Dr. Perlmutter has carried out basic research on alpha-1-antitrypsin deficiency, the most common genetic liver disease of childhood, for more than 20 years. His work has led to many new concepts about the pathobiology of liver disease in this deficiency and has suggested several new concepts for chemoprophylaxis of chronic liver injury, hepatocellular carcinoma and emphysema in this genetic disease. He is the principal investigator on three NIH grants in this area and also now holds four other NIH grants, including the Child Health Research Center of Excellence Award for training pediatric physician-scientists in the molecular basis of pediatric disease.

Election to the Institute of Medicine is a unique and particularly noteworthy recognition of an individual's professional achievements and contributions to the medical sciences and health care. I can think of no one more deserving of such an honor than Dr. Perlmutter, whose basic research has elucidated the fundamental etiology of pediatric liver disease and whose translation of that knowledge into clinical practice has improved the health of countless children, said Arthur S. Levine, MD, senior vice chancellor for the health sciences and dean of the School of Medicine at the University of Pittsburgh. However, it is his mentorship of an emerging cadre of young physician-scientists and his transformation of the University of Pittsburgh Department of Pediatrics into one of the nation's strongest pediatric research enterprises that secure his enduring legacy in medicine and science.

Dr. Perlmutter's research has been recognized by numerous awards including the E. Mead Johnson Award for Research in Pediatrics. He is a member of the American Society for Clinical Investigation and the Association of American Physicians. He has served as the president of the Society of Pediatric Research and is now a member of the Advisory Council of the National Institute for Diabetes, Digestive and Kidney Diseases.

Dr. Perlmutter earned his bachelor's degree from the University of Rochester and his medical degree from St. Louis University School of Medicine. He completed his residency in pediatrics at The Children's Hospital of Philadelphia and his fellowship in pediatric gastroenterology and nutrition at Children's Hospital Boston.

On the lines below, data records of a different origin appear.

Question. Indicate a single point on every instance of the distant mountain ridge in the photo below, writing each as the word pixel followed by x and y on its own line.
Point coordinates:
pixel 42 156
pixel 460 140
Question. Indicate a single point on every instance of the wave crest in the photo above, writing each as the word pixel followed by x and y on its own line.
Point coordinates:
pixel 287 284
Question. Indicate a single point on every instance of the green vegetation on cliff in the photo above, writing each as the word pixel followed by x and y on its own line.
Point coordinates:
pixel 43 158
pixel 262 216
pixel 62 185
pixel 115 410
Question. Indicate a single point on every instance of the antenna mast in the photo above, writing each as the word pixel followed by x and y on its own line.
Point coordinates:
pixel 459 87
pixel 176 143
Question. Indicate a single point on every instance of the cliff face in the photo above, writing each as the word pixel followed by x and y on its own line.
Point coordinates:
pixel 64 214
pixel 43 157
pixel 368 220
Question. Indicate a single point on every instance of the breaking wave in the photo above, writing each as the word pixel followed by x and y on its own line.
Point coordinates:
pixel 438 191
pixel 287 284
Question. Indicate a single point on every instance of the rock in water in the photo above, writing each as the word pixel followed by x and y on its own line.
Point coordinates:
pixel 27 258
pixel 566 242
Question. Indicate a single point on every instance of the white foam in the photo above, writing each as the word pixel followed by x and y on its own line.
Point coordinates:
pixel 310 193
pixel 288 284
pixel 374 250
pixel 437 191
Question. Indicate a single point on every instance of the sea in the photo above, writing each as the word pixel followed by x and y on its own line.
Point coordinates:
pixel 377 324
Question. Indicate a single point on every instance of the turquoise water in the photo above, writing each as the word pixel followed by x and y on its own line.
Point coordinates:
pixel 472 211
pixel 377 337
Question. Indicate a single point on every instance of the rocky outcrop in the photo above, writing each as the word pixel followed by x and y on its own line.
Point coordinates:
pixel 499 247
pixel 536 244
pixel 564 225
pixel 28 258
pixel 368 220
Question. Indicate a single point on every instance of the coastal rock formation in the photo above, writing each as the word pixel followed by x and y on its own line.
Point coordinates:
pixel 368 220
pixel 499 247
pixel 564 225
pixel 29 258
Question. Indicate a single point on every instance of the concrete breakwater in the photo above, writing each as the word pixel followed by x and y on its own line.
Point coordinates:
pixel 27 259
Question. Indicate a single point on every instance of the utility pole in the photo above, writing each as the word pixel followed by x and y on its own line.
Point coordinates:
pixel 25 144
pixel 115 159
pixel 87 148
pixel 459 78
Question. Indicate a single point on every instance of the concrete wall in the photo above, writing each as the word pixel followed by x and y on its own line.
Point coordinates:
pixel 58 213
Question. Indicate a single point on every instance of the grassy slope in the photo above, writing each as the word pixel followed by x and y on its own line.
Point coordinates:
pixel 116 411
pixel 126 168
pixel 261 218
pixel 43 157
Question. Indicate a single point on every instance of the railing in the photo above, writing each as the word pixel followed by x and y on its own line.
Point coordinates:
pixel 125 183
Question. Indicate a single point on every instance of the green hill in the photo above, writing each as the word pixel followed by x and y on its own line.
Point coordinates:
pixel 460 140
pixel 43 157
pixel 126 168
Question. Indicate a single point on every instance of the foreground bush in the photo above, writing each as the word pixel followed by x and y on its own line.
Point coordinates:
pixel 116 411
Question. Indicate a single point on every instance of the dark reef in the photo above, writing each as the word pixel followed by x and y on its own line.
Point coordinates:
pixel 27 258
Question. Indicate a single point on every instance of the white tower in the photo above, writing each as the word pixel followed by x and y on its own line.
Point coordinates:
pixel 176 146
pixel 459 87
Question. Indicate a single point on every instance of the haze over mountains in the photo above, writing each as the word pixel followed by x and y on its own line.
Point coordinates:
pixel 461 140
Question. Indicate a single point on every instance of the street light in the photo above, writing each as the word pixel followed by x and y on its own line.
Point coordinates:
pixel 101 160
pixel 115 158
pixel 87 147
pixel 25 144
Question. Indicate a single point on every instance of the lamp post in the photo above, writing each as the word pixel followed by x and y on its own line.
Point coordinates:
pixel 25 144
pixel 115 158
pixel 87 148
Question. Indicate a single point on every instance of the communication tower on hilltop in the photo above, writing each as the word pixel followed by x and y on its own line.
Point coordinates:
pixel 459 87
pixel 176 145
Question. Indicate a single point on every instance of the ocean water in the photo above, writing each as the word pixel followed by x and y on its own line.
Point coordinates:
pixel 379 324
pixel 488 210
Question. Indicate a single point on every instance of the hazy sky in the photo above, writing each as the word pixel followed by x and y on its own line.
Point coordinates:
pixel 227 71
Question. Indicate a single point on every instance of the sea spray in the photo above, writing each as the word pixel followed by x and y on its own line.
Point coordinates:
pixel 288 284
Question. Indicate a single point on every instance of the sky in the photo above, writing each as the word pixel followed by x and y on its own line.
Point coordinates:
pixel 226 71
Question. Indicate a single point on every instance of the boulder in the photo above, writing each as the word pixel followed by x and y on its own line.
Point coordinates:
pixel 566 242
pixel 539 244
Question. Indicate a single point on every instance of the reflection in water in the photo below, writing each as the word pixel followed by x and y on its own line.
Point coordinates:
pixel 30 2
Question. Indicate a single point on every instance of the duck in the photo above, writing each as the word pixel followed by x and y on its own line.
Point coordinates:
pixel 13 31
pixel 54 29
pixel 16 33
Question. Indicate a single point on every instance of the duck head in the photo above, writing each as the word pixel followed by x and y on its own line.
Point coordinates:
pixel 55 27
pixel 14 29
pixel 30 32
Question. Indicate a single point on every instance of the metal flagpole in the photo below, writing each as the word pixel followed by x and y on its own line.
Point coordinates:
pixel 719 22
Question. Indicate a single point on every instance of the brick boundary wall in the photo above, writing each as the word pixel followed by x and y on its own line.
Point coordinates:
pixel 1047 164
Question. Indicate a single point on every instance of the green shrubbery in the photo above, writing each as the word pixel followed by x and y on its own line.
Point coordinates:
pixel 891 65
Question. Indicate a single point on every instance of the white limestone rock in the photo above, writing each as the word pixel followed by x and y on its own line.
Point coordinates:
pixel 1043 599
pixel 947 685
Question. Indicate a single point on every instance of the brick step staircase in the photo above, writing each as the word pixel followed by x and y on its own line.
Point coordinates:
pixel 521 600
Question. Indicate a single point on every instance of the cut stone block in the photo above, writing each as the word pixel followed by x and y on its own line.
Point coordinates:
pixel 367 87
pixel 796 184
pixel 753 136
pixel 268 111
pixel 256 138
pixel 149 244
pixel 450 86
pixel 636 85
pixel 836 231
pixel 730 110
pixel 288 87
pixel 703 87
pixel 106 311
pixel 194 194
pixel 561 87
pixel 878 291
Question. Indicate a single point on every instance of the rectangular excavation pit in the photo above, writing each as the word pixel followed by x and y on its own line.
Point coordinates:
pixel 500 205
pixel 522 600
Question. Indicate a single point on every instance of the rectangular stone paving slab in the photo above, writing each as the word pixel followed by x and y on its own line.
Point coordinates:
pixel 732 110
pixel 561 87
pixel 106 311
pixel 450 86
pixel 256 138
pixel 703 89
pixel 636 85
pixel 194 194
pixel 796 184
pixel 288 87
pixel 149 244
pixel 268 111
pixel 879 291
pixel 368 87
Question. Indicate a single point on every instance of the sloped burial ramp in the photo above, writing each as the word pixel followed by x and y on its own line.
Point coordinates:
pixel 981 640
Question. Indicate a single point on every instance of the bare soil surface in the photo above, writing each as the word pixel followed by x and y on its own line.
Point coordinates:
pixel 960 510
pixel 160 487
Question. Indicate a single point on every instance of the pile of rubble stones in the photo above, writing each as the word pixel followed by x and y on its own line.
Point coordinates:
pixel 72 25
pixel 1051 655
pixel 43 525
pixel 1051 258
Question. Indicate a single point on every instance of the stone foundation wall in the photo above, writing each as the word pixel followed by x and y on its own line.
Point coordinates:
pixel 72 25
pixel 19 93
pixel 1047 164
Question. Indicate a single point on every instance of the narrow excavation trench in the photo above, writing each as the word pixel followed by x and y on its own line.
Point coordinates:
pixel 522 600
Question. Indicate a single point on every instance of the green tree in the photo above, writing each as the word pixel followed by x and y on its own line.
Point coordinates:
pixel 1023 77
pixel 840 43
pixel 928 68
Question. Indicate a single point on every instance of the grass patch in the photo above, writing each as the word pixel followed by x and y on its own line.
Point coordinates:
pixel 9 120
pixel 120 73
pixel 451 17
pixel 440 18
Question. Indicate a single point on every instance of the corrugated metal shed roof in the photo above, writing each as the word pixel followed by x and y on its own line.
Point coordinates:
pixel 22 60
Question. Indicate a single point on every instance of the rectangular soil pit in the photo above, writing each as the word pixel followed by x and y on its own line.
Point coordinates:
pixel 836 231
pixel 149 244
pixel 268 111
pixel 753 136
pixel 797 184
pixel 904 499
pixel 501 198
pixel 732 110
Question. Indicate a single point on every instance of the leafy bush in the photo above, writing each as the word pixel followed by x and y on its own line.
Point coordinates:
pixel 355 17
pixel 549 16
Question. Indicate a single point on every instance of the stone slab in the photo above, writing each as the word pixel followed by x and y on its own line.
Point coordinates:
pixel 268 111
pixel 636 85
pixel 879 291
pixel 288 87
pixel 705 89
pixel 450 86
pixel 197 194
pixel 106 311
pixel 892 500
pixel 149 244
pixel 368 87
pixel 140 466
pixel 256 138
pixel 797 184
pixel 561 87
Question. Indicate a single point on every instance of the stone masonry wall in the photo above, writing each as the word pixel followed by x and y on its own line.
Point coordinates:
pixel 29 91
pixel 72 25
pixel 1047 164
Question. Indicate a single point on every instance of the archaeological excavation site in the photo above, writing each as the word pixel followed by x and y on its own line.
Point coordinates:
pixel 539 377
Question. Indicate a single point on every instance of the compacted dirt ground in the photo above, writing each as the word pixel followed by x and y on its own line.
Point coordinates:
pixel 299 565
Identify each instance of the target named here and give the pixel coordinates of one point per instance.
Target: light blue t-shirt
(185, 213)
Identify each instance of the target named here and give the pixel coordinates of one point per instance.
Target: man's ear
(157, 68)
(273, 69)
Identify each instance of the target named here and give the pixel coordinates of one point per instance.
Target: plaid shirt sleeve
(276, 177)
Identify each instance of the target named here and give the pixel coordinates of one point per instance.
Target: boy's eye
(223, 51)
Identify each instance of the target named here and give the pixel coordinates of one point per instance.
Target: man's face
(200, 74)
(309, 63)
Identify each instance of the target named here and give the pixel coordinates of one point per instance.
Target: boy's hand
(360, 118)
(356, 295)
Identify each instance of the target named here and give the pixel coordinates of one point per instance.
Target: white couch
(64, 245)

After several years on the faculty of Harvard Medical School, Dr. Perlmutter joined the faculty at Washington University School of Medicine and St. Louis Children's Hospital. From 1992, he was the director of the Division of Gastroenterology and Nutrition at St. Louis Children's, and in 1996 he became the first to hold the Donald Strominger Endowed Professorship of Washington University School of Medicine. In 2001 he left St. Louis to take his current position in Pittsburgh.